For a single user system, having lots of different partitions probably
doesn't make that much sense, although it's not that big a problem. (Most
problems of the sort you described above can be fixed with a clever, if
messy, application of symbolic links.)
I think I started out the many-partitions route, ~5 years ago, because I
thought that was how most "official" Unix systems worked, and part of the
reason I was messing around with Linux was to understand "official"
Unices. I've pretty much just kept on doing it that way.

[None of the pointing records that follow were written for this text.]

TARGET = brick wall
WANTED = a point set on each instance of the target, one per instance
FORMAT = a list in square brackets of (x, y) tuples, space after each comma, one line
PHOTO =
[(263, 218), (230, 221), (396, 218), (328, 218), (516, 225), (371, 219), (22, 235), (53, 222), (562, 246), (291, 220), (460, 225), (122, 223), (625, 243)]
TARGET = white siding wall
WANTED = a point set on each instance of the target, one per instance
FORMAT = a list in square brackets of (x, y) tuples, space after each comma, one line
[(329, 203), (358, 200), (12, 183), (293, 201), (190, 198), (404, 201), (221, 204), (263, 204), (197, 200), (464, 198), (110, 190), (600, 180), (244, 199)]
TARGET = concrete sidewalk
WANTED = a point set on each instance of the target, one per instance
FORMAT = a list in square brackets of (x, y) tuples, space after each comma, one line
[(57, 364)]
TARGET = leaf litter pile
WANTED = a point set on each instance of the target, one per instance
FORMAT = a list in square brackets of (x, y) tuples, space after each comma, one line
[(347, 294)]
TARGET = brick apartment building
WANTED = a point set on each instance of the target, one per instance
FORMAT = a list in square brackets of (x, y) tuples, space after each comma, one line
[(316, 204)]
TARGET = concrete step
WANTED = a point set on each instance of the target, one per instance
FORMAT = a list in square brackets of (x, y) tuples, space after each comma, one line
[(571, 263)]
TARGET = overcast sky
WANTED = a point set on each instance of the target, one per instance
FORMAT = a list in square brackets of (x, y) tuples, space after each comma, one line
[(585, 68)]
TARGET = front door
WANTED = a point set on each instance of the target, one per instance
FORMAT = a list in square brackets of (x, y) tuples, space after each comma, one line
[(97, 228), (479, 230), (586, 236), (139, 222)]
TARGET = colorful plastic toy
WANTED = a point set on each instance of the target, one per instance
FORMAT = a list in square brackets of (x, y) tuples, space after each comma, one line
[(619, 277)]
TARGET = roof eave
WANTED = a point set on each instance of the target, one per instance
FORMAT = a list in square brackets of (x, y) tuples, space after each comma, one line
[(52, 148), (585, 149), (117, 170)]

In addition, some backup utilities, like cddump
(http://users.gtn.net/fraserm/cddump.html), tend to work at their best when
you apply them to entire partitions, rather than just directory trees. In
particular, cddump doesn't do incremental backups on arbitrary directories,
only on partitions. This is probably more of a concern with larger
installations, though.
Just for the shock value :-) , here's my current setup:
[minbar:~]$ df
Filesystem 1k-blocks Used Available Use% Mounted on
/dev/sda5 155545 86832 60683 59% /
/dev/sda1 31079 9161 20314 31% /boot
/dev/sda6 1383520 413824 899416 32% /home
/dev/sda8 822184 314084 466336 40% /opt
/dev/sda2 2632772 2083184 415848 83% /usr
/dev/sda7 147766 39040 101097 28% /var
/dev/hda1 2100360 1704364 395996 81% /win95
/dev/hda2 140000 21210 111561 16% /debian
/dev/hda3 46668 16 44243 0% /debian/tmp
/dev/hda5 964500 39968 875536 4% /debian/var
/dev/hda6 917072 20 870468 0% /debian/opt
/dev/sda9 1921156 581908 1241656 32% /debian/usr
/dev/sda10 1454668 56 1380716 0% /debian/home
Yep, *three* OSes. (Well, two are Linux, but you know what I mean.)